Замок подался, и я выскочила наружу.

– Клянусь, Линтон умирает, – повторил Хитклиф, пристально глядя на меня. – А тоска и разочарование ускоряют его смерть. Нелли, если ты ее не пустишь, можешь сама сходить. Меня не будет неделю, и вряд ли твой хозяин станет возражать против ее посещения.

– Пойдемте, – сказала я, беря Кэйти под руку и почти насильно втаскивая ее в калитку, поскольку она застыла, встревоженно вглядываясь в лицо говорившего – слишком суровое, чтобы выдать его коварство.

Хитклиф подвел лошадь ближе, склонился и заметил:

– Мисс Кэтрин, должен вам признаться, у меня не хватает на Линтона терпения, а Гэртону и Джозефу и подавно. Бедняге живется сурово. Он истосковался по доброте не меньше, чем по любви, и ваше ласковое слово станет для него лучшим лекарством. Не берите в голову жестокие предостережения миссис Дин, проявите великодушие и постарайтесь с ним увидеться. Он мечтает о вас день и ночь, и его невозможно разубедить, что вы не испытываете к нему ненависти, раз не пишете и не заходите.

Я затворила калитку и подперла камнем, чтобы помочь разбитому замку ее удержать. Раскрыв зонтик, я затащила под него мою подопечную – сквозь мятущиеся ветви деревьев захлестал дождь, веля нам не медлить. На обратном пути из-за спешки мы не обсудили встречу с Хитклифом, но я нутром чуяла, что сердце Кэтрин окутано двойным мраком. Лицо у нее было таким печальным, что она стала сама на себя не похожа: моя барышня явно приняла услышанное за чистую монету.

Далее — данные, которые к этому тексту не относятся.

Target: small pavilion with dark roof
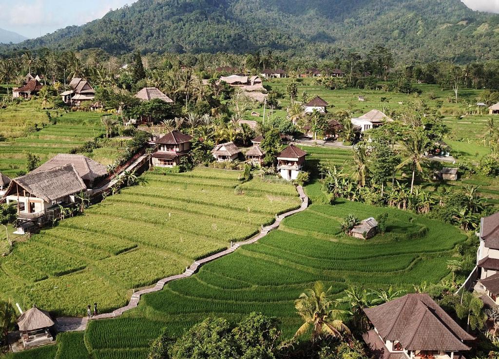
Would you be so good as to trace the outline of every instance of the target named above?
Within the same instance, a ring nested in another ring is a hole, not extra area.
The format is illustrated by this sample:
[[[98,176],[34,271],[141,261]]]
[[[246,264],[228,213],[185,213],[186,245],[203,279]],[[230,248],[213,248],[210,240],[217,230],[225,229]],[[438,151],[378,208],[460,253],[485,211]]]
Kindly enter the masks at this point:
[[[163,136],[155,144],[158,150],[152,156],[154,167],[172,168],[180,164],[180,158],[187,156],[191,150],[192,137],[178,131]]]
[[[303,107],[305,109],[305,113],[312,113],[314,110],[317,110],[321,113],[325,113],[327,112],[326,108],[329,104],[319,96],[317,96],[308,103],[305,105]]]
[[[470,348],[467,333],[428,294],[412,294],[364,312],[374,329],[364,340],[381,359],[454,359]]]
[[[277,155],[277,171],[287,180],[296,180],[305,164],[307,153],[294,145],[290,145]]]

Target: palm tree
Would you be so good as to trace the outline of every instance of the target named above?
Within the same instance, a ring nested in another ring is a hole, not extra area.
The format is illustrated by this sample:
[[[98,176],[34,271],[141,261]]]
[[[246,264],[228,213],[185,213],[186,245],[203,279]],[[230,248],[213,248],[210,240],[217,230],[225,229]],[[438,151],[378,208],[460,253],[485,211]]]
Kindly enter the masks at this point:
[[[353,162],[355,167],[354,179],[361,187],[366,185],[366,181],[369,177],[368,159],[367,147],[365,144],[359,144],[355,146],[353,154]]]
[[[409,165],[412,170],[412,180],[411,181],[411,194],[414,189],[414,178],[416,171],[423,172],[422,165],[427,161],[425,156],[425,151],[428,147],[428,140],[421,131],[415,132],[407,141],[402,143],[405,159],[397,167],[400,169]]]
[[[112,132],[113,127],[116,124],[116,120],[112,116],[102,116],[101,119],[102,124],[106,128],[106,138],[109,138]]]
[[[466,330],[481,329],[487,320],[483,312],[484,302],[474,293],[467,292],[463,295],[461,302],[456,306],[456,313],[460,319],[467,319]]]
[[[447,261],[447,269],[452,272],[452,285],[456,285],[456,272],[463,269],[463,263],[457,259]]]
[[[0,301],[0,345],[7,339],[7,334],[14,329],[15,324],[15,312],[10,300]]]
[[[341,338],[343,334],[350,334],[341,318],[351,313],[337,309],[338,302],[330,298],[332,290],[332,287],[330,287],[325,291],[324,284],[316,282],[312,288],[300,295],[294,307],[304,323],[296,331],[295,337],[305,334],[310,329],[314,341],[322,336]]]

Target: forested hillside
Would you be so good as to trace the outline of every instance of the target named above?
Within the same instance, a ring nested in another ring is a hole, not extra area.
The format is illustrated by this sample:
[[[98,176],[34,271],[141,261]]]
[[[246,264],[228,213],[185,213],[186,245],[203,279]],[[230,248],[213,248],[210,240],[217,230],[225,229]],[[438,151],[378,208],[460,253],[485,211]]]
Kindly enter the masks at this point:
[[[139,0],[20,46],[323,57],[381,44],[401,60],[465,62],[499,55],[498,31],[499,16],[460,0]]]

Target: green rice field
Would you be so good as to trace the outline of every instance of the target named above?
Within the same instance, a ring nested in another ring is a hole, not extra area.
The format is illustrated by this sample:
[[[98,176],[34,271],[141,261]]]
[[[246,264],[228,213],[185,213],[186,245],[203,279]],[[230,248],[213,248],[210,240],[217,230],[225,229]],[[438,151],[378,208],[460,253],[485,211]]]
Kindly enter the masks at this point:
[[[16,242],[0,258],[0,297],[58,315],[82,315],[94,302],[110,312],[133,289],[183,272],[299,205],[293,186],[241,184],[241,174],[197,168],[145,175],[145,185]]]
[[[55,125],[47,125],[27,136],[0,142],[0,172],[11,178],[16,177],[16,173],[25,169],[26,152],[39,157],[42,163],[57,154],[69,153],[105,132],[101,117],[101,114],[70,112],[56,118]],[[114,161],[119,152],[99,149],[89,156],[106,165]]]

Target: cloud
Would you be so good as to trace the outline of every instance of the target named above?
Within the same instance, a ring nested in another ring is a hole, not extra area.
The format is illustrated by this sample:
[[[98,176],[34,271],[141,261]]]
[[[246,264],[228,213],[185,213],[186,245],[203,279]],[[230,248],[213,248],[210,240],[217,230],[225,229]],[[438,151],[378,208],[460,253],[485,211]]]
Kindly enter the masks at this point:
[[[499,0],[461,0],[474,10],[499,12]]]

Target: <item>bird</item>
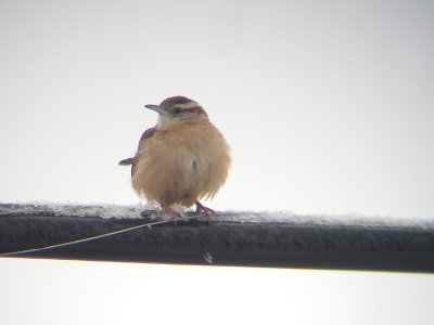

Хозяин ушел отдыхать до нашего прихода. Кэйти прокралась к нему в комнату, чтобы узнать о его самочувствии, но он уже спал. Она вернулась и предложила посидеть в библиотеке. Мы выпили чаю, она растянулась на ковре и попросила меня помолчать, потому что устала. Я взяла книгу и сделала вид, что читаю. Как только она решила, что я увлеклась своим занятием, то тихонько заплакала: похоже, теперь это стало ее любимым развлечением. Я позволила ей немного порыдать в свое удовольствие, потом попыталась разубедить, подняв на смех все заверения мистера Хитклифа насчет его сына, причем говорила так, словно она со мной согласна. Увы, мне не хватило мастерства сгладить последствия его рассказа – все вышло именно так, как он задумал!

– Может, ты и права, Эллен, – откликнулась она, – только не видать мне покоя, если не узнаю наверняка. Я должна объяснить Линтону, что не пишу не по своей вине, и убедить его, что чувства мои не изменились.